GLUTEN-FREE DAIRY-FREE PEANUT BUTTER PIE WITH CHOCOLATE COOKIE CRUST
Chocolate and peanut butter are like bacon and eggs or apples and cinnamon or a burger and fries… A classic combo that’s even better together. This dairy-free pie will be the centerpiece of your next party.
Place the chocolate cookies, Medjool dates, and coconut oil in a food processor and process until a sandy mixture forms.
Pour the crust into a 9×9-inch pie pan, packing the crumbs onto the bottom and up the sides. Place in the refrigerator while you make the filling.
Make the Filling:
Add the coconut cream to a small mixing bowl and beat at a high speed with a hand mixer until it forms stiff peaks, about 1-2 minutes. Set aside.
In a medium mixing bowl, combine the peanut butter, dairy-free cream cheese, powdered peanut butter, maple syrup, vanilla extract, melted coconut oil, and salt. Beat with a hand or stand mixer on high speed for 1 minute. Scrape the sides and beat for another 30 seconds until fluffy.
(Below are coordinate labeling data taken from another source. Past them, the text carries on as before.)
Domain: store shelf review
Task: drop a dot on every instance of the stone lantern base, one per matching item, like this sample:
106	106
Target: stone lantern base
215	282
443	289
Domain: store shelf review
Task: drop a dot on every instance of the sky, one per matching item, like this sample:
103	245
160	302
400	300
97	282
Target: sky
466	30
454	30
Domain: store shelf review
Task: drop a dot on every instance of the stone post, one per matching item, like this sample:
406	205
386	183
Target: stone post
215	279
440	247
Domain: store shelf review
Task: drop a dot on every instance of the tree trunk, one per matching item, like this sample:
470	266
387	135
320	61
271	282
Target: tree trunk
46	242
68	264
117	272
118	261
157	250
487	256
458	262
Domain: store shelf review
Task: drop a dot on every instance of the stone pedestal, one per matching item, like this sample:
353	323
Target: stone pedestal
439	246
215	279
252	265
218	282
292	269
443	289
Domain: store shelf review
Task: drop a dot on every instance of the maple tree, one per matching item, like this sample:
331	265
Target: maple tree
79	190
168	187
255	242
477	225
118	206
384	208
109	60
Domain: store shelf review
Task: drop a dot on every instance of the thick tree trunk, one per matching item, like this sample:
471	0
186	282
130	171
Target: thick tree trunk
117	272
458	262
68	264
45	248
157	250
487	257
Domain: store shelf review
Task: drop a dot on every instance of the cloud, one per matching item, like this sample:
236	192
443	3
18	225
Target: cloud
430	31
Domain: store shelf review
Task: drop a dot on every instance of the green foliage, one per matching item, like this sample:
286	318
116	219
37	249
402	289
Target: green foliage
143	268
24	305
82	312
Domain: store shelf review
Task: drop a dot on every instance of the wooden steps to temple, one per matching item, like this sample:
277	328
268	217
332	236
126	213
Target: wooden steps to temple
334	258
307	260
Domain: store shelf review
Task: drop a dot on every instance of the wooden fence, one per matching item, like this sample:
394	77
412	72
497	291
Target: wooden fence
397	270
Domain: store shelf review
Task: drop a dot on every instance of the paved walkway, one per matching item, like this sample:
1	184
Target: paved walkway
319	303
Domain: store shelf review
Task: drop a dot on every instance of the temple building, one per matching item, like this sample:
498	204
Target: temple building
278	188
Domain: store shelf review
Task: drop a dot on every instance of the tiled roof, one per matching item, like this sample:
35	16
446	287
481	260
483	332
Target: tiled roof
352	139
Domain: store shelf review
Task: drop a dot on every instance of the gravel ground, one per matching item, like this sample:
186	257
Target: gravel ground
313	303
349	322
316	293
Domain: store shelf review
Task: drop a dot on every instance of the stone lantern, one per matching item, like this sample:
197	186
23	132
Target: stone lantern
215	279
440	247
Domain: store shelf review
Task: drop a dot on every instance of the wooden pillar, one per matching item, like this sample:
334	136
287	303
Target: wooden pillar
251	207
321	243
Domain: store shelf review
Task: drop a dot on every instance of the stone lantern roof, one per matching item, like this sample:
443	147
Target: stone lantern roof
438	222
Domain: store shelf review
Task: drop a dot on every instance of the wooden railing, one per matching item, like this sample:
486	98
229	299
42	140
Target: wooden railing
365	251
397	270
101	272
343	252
Add the whipped coconut cream to the peanut butter mixture, beating on a low to medium speed until fully combined and fluffy.
Assemble the Pie:
Pour the peanut butter filling over the prepared pie crust, smoothing to an even surface. Chill in the refrigerator for 6 hours or ideally overnight.
Serve:
When ready to serve, remove from the refrigerator and top with chocolate and peanut butter drizzles and chocolate shavings. Slice, serve, and enjoy!